The following code snippet will help you gain an understanding of these operators.

```
#Mathemetical operations in single numeric values.
> a=2
> b=4
#Addition -- Operator +
> a+b
[1] 6
#Subtraction -- Operator -
> b-a
[1] 2
#Multiplication -- Operator *
> a*b
[1] 8
#Division -- Operator /
> b/a
[1] 2
```

Similarly, we also have operators for exponentiation `^`

and modulo `%%`

. These are illustrated below. The modulo operator gives the remainder of a division operation.

```
#Modulo Operator - %%
> x=10
> y=4
> z=x%%y
> z
[1] 2
#Exponentiation Operator - ^
> w=x^y
> w
[1] 10000
```

These operators also work on a vector level. Addition, subtraction and other operations work on an element by element level.

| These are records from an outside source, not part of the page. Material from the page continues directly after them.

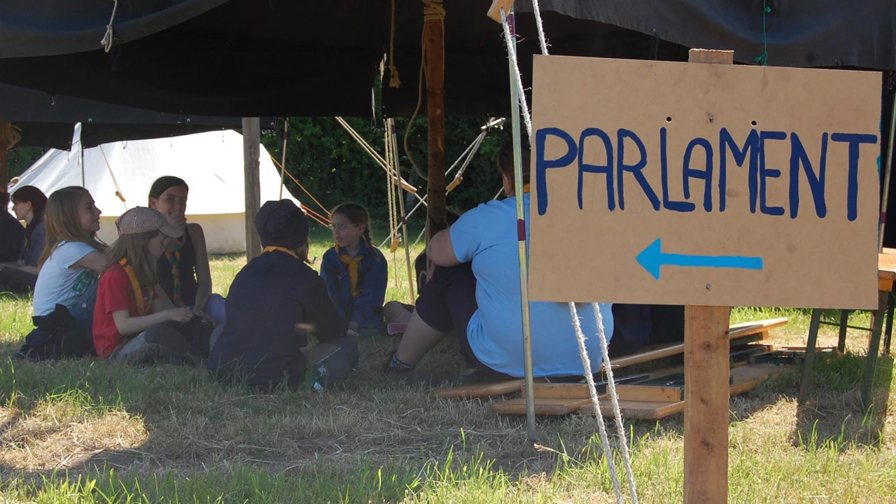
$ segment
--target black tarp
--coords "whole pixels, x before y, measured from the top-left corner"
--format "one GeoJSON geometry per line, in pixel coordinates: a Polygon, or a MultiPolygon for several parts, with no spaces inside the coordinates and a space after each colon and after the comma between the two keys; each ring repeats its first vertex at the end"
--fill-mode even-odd
{"type": "MultiPolygon", "coordinates": [[[[109,105],[0,83],[0,118],[18,128],[17,145],[68,150],[75,123],[82,123],[81,142],[100,143],[177,136],[220,129],[239,129],[239,117],[185,116],[109,105]]],[[[264,117],[262,127],[273,127],[264,117]]]]}
{"type": "MultiPolygon", "coordinates": [[[[402,86],[391,115],[417,104],[422,4],[394,0],[402,86]]],[[[390,47],[390,0],[130,0],[99,41],[112,2],[0,6],[0,81],[172,113],[369,116],[390,47]]],[[[446,109],[502,113],[508,97],[500,26],[487,0],[447,0],[446,109]]],[[[517,7],[521,63],[537,50],[530,3],[517,7]]],[[[781,66],[896,69],[893,0],[542,0],[553,54],[684,59],[685,48],[734,49],[781,66]],[[770,12],[763,14],[763,6],[770,12]],[[764,18],[764,19],[763,19],[764,18]]]]}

This is illustrated in the code below.

```
#Define 2 vectors
> vec1=c(2,3,5,1,4)
> vec2=c(3,4,5,1,7)
#Addition to two vectors
> vec1+vec2
[1] 5 7 10 2 11
#Subtraction of two vectors
> vec1-vec2
[1] -1 -1 0 0 -3
#Multiplication of two vectors
> vec1*vec2
[1] 6 12 25 1 28
#Division of two vectors
> vec1/vec2
[1] 0.6666667 0.7500000 1.0000000 1.0000000 0.5714286
#Exponentiation of a vector using integer
> vec1^2
[1] 4 9 25 1 16
#Element-wise exponentiation
> vec1^vec2
[1] 8 81 3125 1 16384
```

## 2. Relational Operators in R

These are used to compare two numbers or two vectors. The main relational operators are **greater than** (`>`

) , **less tha**n (`<`

) and **equal to** (`==`

).

There are other compound operators **greater than or equal to** (`>=`

) and **less than or equal to**(`<=`

). The output of these operators is a Boolean value, TRUE or FALSE. These are illustrated in the given code snippet.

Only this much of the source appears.